It’s been said that statistics can be used to prove just about anything. Take, for example, one study that I recently read about, which examined the link between vegetarianism among pregnant women and an increased risk of drug and alcohol abuse among their children. The study examined over 5,000 women and their children, and finding that if their mothers ate little to no meat while pregnant, then the children were more likely to drink, smoke, and do drugs at 15. It’s an interesting study, but at the same time, it’s one that could be part of a phenomenon that’s tragically common in the field of science, and is often used to push an agenda at the cost of objectivity. I’m talking, of course, about “p-hacking”.
In this phenomenon, “p” is the value used to determine statistical significance. Ultimately, a difference between two groups is only meaningful if it’s statistically significant. Let’s say a “p” value is less than .001: this means that there’s a less than 0.1% chance that an observed finding is due to chance, and more than a 99% chance that it represents a real difference. This means that a statistically significant result is almost certainly real. However, large datasets may involve countless variables. If mining a dataset of 10,000 possible variables, for example, 10 statistically significant results should be treated as coincidence.

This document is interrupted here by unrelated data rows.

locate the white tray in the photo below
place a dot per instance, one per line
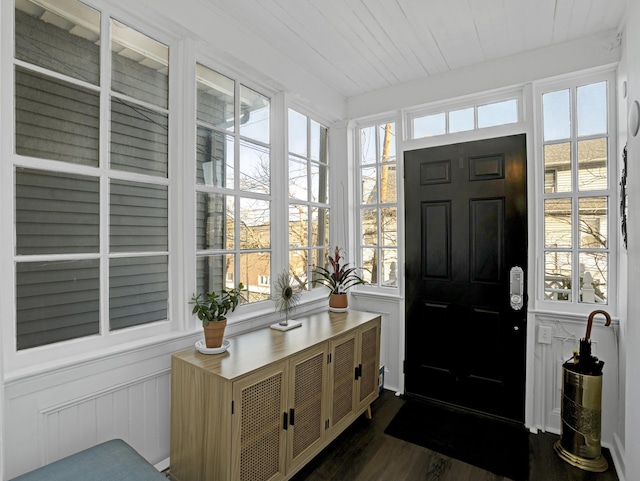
(202, 347)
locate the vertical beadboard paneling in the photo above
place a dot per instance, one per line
(61, 412)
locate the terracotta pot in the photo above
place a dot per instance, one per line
(338, 301)
(214, 333)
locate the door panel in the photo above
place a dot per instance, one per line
(465, 228)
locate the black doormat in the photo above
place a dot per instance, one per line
(501, 447)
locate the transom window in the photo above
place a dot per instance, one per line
(463, 119)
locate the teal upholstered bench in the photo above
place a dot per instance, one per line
(113, 460)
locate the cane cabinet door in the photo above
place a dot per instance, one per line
(342, 372)
(259, 415)
(307, 401)
(368, 364)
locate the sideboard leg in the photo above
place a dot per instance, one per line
(368, 413)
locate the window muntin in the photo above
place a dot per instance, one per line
(464, 119)
(63, 269)
(378, 213)
(233, 186)
(308, 211)
(64, 40)
(576, 194)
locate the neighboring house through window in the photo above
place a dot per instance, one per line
(576, 142)
(308, 219)
(91, 174)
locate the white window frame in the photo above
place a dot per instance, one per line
(311, 292)
(474, 102)
(575, 306)
(392, 290)
(22, 362)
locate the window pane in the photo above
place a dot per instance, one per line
(556, 115)
(56, 213)
(318, 259)
(254, 115)
(298, 225)
(461, 120)
(56, 301)
(369, 227)
(139, 217)
(214, 157)
(388, 184)
(140, 65)
(592, 109)
(56, 120)
(255, 168)
(429, 126)
(370, 265)
(65, 41)
(298, 265)
(319, 226)
(389, 266)
(253, 267)
(298, 179)
(368, 153)
(557, 168)
(138, 291)
(369, 189)
(592, 164)
(255, 224)
(319, 142)
(214, 216)
(498, 113)
(593, 222)
(557, 276)
(215, 273)
(593, 277)
(215, 99)
(387, 136)
(297, 133)
(557, 223)
(319, 183)
(139, 139)
(388, 226)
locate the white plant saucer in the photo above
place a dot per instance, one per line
(202, 347)
(290, 325)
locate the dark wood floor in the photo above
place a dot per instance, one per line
(364, 453)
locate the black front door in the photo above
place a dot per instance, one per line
(466, 228)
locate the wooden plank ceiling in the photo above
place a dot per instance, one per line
(359, 46)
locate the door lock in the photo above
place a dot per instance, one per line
(516, 288)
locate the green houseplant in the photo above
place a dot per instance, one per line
(338, 278)
(212, 309)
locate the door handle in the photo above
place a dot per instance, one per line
(516, 288)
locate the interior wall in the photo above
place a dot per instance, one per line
(631, 41)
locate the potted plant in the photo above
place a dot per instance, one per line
(287, 298)
(339, 278)
(212, 309)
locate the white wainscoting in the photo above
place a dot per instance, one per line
(57, 413)
(391, 336)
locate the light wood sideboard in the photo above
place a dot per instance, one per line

Ultimately, p-hacking is a constant possibility when analyzing large datasets, so that treating every statistically significant result as real is dangerous. Luckily, there are plenty of statistical tests to give a greater insight into whether or not a result is real. The basic one is reproducibility. If other data sets produce the same results, then you might just be onto something. But until that happens, there’s no reason to believe that results are real. Plenty of times, however, mining large datasets is used to find a point and push an agenda. In the case of this study, eating meat. Yet until that study is duplicated, you need to treat it with a grain of salt.